We have C(4, 0) and D(2, 3).

So, Slope of $CD = \dfrac{{3 - 0}}{{2 - 4}} = \dfrac{3}{{ - 2}} = - \dfrac{3}{2}$ ………(7)

We have D(2, 3) and A(-4, -1).

So, Slope of $DA = \dfrac{{ - 1 - 3}}{{ - 4 - 2}} = \dfrac{{ - 4}}{{ - 6}} = \dfrac{2}{3}$ ………(8)

Now comparing (5) and (7), we have:- Slope of AB = Slope of CD.

And comparing (6) and (8), we have:- Slope of BC = Slope of AD.

Hence, opposite sides are parallel.

Hence, now, ABCD is a parallelogram.

(Because If a quadrilateral has equal opposite sides and parallel, then it is a parallelogram)

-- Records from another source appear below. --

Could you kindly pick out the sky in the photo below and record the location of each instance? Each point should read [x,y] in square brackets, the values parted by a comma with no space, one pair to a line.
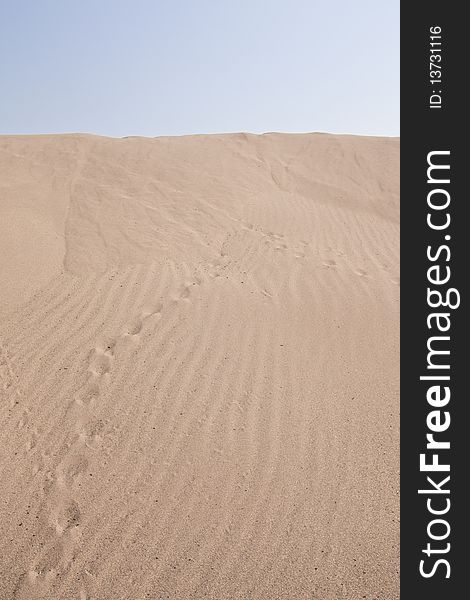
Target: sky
[175,67]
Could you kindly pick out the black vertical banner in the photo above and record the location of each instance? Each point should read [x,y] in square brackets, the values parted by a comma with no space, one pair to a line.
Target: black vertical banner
[435,260]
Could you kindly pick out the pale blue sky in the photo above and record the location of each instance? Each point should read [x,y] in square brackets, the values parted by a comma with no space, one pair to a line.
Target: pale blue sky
[172,67]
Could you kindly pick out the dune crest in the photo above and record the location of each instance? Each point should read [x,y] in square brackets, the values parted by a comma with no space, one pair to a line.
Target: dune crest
[199,367]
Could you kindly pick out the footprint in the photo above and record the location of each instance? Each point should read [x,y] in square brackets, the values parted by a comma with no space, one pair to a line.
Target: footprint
[135,328]
[66,517]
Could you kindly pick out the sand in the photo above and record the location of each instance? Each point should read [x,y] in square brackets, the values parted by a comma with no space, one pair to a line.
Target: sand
[199,367]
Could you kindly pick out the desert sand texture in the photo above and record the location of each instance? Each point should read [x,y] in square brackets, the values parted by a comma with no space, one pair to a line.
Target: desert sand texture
[199,367]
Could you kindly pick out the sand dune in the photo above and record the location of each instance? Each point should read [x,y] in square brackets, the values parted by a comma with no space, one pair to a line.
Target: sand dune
[199,367]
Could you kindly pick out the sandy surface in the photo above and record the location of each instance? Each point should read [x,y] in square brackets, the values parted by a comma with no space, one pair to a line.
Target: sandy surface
[199,367]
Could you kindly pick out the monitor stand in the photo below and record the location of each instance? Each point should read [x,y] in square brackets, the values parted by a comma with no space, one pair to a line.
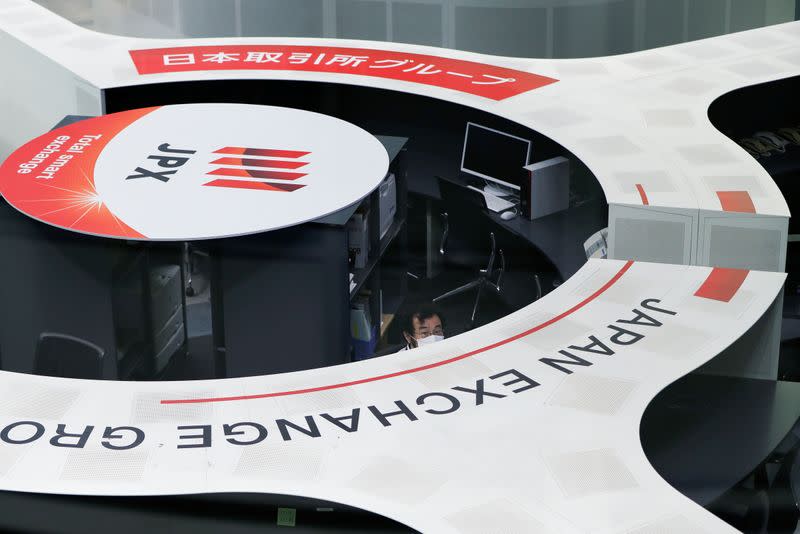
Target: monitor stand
[497,190]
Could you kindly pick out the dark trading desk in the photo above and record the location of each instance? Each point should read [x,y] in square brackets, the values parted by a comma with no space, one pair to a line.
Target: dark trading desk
[704,434]
[559,236]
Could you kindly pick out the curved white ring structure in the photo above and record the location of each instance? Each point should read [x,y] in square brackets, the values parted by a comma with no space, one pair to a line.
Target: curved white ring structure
[548,446]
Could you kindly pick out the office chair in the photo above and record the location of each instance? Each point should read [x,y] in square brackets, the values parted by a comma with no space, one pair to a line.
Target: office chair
[456,195]
[66,356]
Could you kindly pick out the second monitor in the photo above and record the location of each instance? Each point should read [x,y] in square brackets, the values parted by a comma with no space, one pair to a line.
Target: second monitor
[497,157]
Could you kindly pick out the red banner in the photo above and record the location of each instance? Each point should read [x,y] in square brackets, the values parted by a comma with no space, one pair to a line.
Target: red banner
[481,79]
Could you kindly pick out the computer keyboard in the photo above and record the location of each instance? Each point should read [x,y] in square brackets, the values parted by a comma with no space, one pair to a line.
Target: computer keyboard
[494,203]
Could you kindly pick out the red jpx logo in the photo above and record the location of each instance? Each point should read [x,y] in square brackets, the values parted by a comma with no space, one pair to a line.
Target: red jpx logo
[266,173]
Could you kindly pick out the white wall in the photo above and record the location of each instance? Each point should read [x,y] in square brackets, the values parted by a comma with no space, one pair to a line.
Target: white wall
[532,28]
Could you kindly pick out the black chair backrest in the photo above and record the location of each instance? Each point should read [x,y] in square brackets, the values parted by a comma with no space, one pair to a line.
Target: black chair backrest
[67,357]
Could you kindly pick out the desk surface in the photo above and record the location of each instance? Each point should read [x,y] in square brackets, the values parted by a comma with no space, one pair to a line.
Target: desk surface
[560,236]
[705,433]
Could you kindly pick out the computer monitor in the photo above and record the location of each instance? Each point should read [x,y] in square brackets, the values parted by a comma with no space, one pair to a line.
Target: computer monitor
[494,155]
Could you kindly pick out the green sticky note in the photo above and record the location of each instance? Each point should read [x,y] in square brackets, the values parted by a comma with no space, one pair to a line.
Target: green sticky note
[287,517]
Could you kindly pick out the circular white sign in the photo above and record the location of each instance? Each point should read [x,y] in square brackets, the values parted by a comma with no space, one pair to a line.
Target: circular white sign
[193,171]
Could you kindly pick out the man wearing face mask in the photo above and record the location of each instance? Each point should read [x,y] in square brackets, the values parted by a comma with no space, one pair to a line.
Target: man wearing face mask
[422,327]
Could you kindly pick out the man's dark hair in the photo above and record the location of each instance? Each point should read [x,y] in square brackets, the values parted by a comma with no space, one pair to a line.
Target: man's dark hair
[421,313]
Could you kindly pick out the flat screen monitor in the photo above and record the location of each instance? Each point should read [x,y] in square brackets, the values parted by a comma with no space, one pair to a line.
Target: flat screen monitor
[494,155]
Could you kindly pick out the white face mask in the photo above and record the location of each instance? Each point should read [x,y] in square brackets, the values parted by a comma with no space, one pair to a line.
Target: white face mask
[427,340]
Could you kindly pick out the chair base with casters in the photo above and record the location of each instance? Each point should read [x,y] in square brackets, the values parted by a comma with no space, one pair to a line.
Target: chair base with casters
[483,280]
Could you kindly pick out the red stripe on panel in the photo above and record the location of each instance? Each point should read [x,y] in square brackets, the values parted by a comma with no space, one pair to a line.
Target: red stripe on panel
[269,152]
[274,163]
[267,175]
[736,201]
[722,284]
[260,186]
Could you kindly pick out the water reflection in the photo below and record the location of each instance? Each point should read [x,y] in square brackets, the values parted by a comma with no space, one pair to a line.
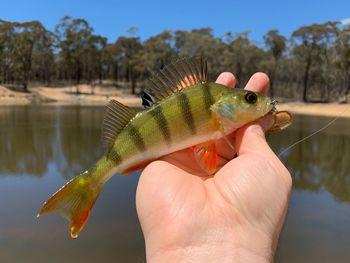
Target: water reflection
[41,147]
[35,137]
[321,162]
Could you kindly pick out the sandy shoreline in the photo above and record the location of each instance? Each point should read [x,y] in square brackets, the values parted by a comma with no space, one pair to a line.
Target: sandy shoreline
[102,95]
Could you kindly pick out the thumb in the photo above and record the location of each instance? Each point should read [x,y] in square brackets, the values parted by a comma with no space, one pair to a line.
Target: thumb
[251,137]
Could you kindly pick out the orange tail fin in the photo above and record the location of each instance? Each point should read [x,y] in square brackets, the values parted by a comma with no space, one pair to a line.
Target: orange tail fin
[75,200]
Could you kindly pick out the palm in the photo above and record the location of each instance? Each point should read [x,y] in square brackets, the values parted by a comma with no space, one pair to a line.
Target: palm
[178,204]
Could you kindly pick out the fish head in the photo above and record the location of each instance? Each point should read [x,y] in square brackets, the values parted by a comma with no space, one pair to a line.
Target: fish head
[239,107]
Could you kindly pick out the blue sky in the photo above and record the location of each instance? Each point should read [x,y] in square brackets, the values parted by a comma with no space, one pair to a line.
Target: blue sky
[113,18]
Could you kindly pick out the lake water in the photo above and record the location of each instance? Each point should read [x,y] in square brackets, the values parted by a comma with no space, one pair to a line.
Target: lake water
[43,147]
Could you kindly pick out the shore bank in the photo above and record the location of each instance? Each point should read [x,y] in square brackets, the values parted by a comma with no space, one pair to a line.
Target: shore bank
[89,95]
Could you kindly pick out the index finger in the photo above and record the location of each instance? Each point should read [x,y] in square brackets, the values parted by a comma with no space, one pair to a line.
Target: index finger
[259,82]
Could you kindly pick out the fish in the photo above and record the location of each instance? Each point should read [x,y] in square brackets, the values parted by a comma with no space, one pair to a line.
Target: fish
[182,110]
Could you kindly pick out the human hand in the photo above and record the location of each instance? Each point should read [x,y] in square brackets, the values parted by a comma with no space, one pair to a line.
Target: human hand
[235,215]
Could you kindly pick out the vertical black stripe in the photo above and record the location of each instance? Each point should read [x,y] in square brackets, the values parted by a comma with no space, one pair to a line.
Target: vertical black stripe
[137,138]
[162,123]
[186,112]
[207,98]
[115,156]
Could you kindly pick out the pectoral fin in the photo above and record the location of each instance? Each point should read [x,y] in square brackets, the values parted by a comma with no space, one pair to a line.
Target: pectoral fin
[206,156]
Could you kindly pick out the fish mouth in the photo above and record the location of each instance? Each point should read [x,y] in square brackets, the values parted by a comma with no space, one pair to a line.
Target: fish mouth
[273,103]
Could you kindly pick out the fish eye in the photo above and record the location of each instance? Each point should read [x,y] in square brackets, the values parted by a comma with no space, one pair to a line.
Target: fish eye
[250,97]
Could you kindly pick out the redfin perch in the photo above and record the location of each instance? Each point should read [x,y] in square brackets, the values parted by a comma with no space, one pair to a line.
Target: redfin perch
[182,111]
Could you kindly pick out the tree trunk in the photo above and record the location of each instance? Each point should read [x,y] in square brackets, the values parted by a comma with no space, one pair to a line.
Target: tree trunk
[306,79]
[133,85]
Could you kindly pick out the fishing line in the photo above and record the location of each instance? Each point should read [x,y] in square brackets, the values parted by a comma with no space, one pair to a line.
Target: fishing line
[314,133]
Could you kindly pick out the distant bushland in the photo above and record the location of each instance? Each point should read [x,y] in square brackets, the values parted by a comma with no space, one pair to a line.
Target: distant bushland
[313,64]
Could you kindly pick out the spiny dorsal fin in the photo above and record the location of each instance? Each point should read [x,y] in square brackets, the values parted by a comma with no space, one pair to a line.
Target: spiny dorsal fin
[117,116]
[176,76]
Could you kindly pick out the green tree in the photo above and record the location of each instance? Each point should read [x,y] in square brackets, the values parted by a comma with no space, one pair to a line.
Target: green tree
[126,51]
[276,45]
[310,46]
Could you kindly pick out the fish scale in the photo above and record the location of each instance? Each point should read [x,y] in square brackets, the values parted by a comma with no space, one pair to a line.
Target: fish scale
[183,111]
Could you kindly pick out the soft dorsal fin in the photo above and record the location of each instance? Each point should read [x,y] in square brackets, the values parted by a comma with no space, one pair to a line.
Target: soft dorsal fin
[176,76]
[117,116]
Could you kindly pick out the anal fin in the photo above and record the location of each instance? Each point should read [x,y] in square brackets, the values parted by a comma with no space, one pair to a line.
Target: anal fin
[206,156]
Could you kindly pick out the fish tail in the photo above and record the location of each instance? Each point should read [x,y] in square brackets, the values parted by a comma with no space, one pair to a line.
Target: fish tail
[76,199]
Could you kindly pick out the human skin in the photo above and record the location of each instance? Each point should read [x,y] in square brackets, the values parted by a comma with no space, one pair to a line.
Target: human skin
[235,215]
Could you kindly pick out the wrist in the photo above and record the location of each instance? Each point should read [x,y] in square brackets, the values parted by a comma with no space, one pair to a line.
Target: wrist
[257,251]
[206,254]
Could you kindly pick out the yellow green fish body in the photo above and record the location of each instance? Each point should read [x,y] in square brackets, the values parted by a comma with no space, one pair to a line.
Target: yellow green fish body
[183,111]
[182,120]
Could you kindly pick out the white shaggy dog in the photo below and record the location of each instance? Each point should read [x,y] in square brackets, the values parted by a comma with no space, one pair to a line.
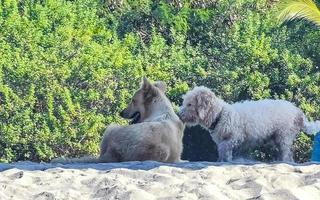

Now we can see from (5) and (6) that Slope of AB is a negative reciprocal of Slope of BC.

This happens when lines are perpendicular.

Similarly with (7) and (8).

Hence, we got a rectangle by the requirements mentioned in the start of the answer.

Or he might stop at proving ABCD a parallelogram, but we need one right angle for sure.